Image source: Getty Images.

Triple-digit revenue growth

From its first earnings report as a public company to the most recent quarter -- that's first quarter 2019 to first quarter 2020 -- Beyond Meat has more than doubled revenue and nearly quadrupled gross profit. And Beyond Meat has delivered triple-digit revenue growth every quarter since its trading debut.

In the first quarter, the maker of the Beyond Burger reported a 141% increase in net revenue to $97 million. Though Beyond Meat reported a profit in the quarter -- $1.8 million in net income compared to a loss in the year-earlier period -- it hasn't yet been steadily profitable or posted an annual profit.

Instead, Beyond Meat has focused on investing in innovation to maintain market leadership. Research and development costs climbed 38% to $6.2 million in the quarter, and we can expect that to continue. Earlier this year, Chief Financial Officer Mark Nelson said that in 2020, the company would "prioritize aggressive growth by increasing our intensity with respect to our marketing and R&D initiatives." So, while we should see more gains in revenue, steady profit may not be right around the corner.

Strength in foodservice

Foodservice has been another area of progress, though the COVID-19 pandemic weighed on sales at the business as customers such as restaurants and university cafeterias temporarily closed. And we may expect the slowdown to continue in the next earnings report, as the crisis isn't over. But prior to the outbreak, Beyond Meat's sales to those customers generated a larger share of revenue than its retail business. In the fourth quarter, foodservice sales made up nearly 60% of revenue. The foodservice business also has posted stronger growth -- 223% in the quarter, compared to 199% for retail.

Beyond Meat entered China this spring on the Starbucks menu. You also can dig into a Beyond Meat meal at restaurants including Dunkin' and Subway. And fast-food giant McDonald's recently did a test run with Beyond Meat. If a deal between the companies happens down the road, Beyond Meat's shares will benefit.

International business is another area on the rise. In the first quarter, international sales more than doubled to almost $25 million. Just this week, Beyond Meat said it would soon be on supermarket shelves in China through an agreement with Alibaba. Earlier this year, in a partnership with French supermarket giant Casino, Beyond Meat launched the Beyond Burger in about 500 supermarket locations throughout the country. And last month, the company announced an expansion of production capabilities in Europe to serve the region more efficiently.

Is it too late to buy this growth story?

About a year after its IPO, Beyond Meat has expanded in leaps and bounds. There may be a few bumps in the coming months concerning foodservice if the COVID-19 crisis persists in the U.S. But once that has passed, foodservice and the international business could drive a new wave of growth. And that's why it's not too late to get in on this growth story. I expect more gains in the coming year or so.
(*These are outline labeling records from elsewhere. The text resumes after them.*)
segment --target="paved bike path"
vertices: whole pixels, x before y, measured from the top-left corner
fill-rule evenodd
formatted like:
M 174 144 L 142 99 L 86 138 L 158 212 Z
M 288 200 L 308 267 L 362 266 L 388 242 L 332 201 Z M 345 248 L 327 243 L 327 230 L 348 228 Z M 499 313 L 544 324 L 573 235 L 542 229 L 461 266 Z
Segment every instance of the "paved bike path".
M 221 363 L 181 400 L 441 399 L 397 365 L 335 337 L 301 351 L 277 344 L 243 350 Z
But beyond that, I'm hesitant. As more and more competitors enter the market, Beyond Meat is likely to face pricing pressure. And if the company lowers prices, can it compensate through volume? I'm not so sure. The growing number of choices consumers have in the plant-based protein market means Beyond Meat may have difficulty keeping these burger fans loyal.

Investors with risk appetite and a shorter investment horizon may consider sinking their teeth into Beyond Meat stock right now. But those with less risk tolerance and a preference for investing for several years might choose to watch from the sidelines.